IT is a bitter irony that while East Lancashire's major town is embarked on a giant regeneration strategy aimed at making it more attractive to visitors and investors, it gives ever impression of doing the opposite -- by design.

For virtually every main road into Blackburn is choked by lengthy roadworks. And it is on purpose that they are all taking place at once.

It is as if those in charge of making the town attractive have coined the perverse slogan, "Come to Blackburn -- if you can."

And it is infuriating to the hundreds of motorists stuck daily in the jams, held up by temporary traffic lights and surrounded by cones.

Bad news too for the town's traders who see business being diverted to other towns and shopping centres as motorists steer clear of Blackburn's day-long congestion.

Yet, despite the fury and worry that this has created -- and being condemned as "utter madness" by the leader of the council's Liberal-Democrat group -- the town's regeneration supremo, Councillor Ashley Whalley, sees virtue in this "co-ordinated approach."

For, he says, by having all these works done at once, they can be got out of the way before Christmas, ensuring a free flow of traffic to Blackburn town centre during that busy period. The alternative, he maintains, was to have roadworks going on over two years.

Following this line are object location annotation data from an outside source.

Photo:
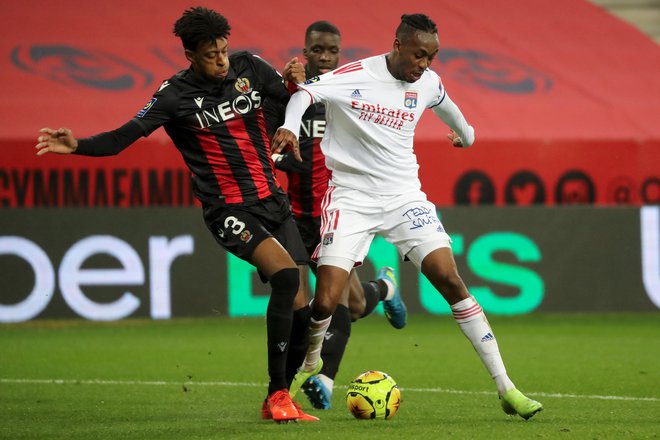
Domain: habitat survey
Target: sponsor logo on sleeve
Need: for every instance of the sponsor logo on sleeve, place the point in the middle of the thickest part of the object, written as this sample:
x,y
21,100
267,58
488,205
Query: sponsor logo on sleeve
x,y
146,107
243,85
410,100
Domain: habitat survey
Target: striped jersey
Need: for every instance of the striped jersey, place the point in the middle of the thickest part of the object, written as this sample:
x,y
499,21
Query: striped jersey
x,y
368,142
219,128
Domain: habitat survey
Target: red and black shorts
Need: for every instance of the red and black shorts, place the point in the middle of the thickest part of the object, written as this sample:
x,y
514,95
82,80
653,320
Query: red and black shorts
x,y
240,228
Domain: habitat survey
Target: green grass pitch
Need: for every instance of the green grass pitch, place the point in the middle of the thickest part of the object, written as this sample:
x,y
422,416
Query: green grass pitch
x,y
597,375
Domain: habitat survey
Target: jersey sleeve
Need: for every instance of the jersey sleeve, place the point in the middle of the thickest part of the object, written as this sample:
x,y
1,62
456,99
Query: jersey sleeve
x,y
438,91
160,109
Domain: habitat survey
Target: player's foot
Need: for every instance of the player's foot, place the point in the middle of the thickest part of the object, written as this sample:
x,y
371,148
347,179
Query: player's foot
x,y
280,407
514,402
302,376
303,416
265,412
395,309
317,393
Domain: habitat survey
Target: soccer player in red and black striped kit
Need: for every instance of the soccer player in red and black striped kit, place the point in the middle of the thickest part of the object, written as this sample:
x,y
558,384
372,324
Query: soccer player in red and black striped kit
x,y
213,112
307,184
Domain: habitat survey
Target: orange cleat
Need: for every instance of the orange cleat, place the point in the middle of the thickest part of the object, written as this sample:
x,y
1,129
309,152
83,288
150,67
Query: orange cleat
x,y
280,407
303,416
265,412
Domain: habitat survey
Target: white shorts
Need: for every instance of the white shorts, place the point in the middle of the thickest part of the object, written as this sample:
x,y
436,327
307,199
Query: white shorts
x,y
351,218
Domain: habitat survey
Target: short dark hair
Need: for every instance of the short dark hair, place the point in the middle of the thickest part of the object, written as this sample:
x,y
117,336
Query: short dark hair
x,y
411,23
200,25
321,26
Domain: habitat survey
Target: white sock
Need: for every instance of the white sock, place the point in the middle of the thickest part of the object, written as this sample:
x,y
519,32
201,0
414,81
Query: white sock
x,y
472,321
325,380
317,331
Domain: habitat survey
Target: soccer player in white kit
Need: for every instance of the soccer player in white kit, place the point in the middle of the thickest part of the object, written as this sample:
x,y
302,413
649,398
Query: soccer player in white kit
x,y
372,108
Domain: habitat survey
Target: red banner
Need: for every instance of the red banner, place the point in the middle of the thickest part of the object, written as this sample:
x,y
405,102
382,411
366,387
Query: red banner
x,y
488,173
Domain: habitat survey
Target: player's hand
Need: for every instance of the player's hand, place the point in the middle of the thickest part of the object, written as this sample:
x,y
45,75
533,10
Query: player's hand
x,y
455,139
294,71
281,139
59,141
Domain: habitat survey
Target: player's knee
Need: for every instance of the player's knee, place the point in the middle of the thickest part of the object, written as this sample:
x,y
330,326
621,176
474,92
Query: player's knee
x,y
285,283
323,307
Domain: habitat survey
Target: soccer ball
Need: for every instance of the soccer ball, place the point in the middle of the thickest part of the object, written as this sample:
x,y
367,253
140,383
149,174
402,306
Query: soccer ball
x,y
373,395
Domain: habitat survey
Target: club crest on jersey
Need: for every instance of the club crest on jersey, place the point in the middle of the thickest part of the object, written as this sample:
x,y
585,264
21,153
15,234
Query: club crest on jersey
x,y
246,236
146,107
327,238
410,100
243,85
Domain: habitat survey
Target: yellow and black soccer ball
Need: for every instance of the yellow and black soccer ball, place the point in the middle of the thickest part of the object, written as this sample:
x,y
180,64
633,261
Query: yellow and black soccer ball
x,y
373,395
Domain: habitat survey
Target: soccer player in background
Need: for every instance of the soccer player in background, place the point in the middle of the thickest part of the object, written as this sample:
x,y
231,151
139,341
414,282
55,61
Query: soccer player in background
x,y
308,182
373,106
228,154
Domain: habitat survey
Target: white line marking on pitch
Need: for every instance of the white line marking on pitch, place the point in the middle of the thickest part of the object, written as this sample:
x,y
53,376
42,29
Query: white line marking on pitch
x,y
254,384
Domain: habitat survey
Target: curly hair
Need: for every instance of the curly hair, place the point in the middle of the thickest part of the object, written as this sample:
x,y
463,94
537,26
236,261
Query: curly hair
x,y
411,23
200,25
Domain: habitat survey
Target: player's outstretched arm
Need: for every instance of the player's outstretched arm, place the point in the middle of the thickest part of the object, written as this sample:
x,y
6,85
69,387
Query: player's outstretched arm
x,y
60,141
294,71
282,138
461,133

But does not this approach and the deliberate disruption it entails actually jeopardise Blackburn's regeneration -- in that it risks a good deal of visiting traffic being deterred for good with Blackburn having added to its reputation of being determined to keep cars out of the town centre?

Apart from that, what of commuters in this equation -- people who daily to work in the town and who spend plenty of money there? Is there no consideration for them? It seems not.

And whatever Coun Whalley says, it would seem to many stuck in these horrendous jams that the "co-ordinated approach" could in any case have been planned much better -- so that much of these lengthy works could have commenced at the start of the school summer holidays and not continued after them and that much more work could be done at nights and weekends.